Your divorce should have taught you how to go with your gut and identify someone that is right for you without settling.

too early? never too early to talk about serious things b/c there is no point wasting your time or theirs about a future. 

i think you are smart for asking the quesiton and seeking answers. I have been in your position and personally i always am weary of the lovey dovey phase as they call it. however with the knowledge i have gained via divorce, classes, life experience, etc. - who ever says the excitement and love you experience early on has to end? things will progress and your relationship will develop and change as you go but that doesn't mean you quit doinig the stuff you do early on.

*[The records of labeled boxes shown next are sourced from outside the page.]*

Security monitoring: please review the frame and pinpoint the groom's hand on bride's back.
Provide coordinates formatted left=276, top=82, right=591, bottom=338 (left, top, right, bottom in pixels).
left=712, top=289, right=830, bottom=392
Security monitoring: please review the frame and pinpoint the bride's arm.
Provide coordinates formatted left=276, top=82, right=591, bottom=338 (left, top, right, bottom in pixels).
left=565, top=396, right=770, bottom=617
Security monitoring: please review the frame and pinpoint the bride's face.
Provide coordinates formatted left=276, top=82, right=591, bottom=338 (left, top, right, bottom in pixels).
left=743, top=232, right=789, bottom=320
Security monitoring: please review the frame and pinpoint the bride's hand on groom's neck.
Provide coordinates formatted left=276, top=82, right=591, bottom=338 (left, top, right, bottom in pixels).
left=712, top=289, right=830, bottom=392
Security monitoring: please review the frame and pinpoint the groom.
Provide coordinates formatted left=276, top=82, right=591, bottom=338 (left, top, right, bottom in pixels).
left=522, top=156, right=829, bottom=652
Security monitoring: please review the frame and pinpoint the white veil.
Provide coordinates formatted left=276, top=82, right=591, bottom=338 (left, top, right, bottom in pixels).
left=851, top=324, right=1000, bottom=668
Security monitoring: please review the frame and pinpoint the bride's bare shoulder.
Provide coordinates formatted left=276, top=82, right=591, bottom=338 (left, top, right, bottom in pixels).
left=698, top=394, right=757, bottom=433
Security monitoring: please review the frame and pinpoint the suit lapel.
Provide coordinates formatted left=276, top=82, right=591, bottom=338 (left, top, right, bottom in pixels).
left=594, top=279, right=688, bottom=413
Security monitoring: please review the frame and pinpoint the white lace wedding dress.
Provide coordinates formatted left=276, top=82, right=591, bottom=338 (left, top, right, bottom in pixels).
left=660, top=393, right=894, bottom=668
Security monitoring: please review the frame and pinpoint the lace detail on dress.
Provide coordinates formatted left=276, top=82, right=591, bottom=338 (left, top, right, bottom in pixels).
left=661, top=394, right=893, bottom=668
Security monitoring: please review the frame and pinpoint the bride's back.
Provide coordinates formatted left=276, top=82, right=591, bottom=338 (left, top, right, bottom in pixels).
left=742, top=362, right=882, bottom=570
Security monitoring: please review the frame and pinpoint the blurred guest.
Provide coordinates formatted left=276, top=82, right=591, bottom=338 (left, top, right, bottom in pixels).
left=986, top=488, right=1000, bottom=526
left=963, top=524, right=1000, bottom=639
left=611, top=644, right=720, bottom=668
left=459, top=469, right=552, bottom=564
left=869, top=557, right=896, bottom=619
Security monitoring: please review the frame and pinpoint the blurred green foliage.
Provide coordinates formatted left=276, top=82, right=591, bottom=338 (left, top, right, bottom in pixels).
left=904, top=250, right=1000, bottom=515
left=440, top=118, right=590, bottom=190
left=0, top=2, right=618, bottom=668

just my thoughts from someone who has and is going through what you're going through.

Joe


----------



## curlysue321 (Jul 30, 2012)

I met my husband just as my divorce happened. We were dating one month when I moved in. At three months he asked me to marry him. We have been together a year and a half. Things are still perfect. I wouldn't advise moving that fast. Really I took a big chance moving in with him after only a month. We are inseparable and he has never even spoken one harsh word to me. I realize moving this fast was a foolish thing to do. The fact that it worked out so well just means that I am lucky. Just the other day hubby says "things are perfect. We are like the Cleavers from Leave it to Beaver."


----------



## helpplease (May 20, 2010)

Thanks so much everyone. I think that we just need to slow things down and just enjoy our time together.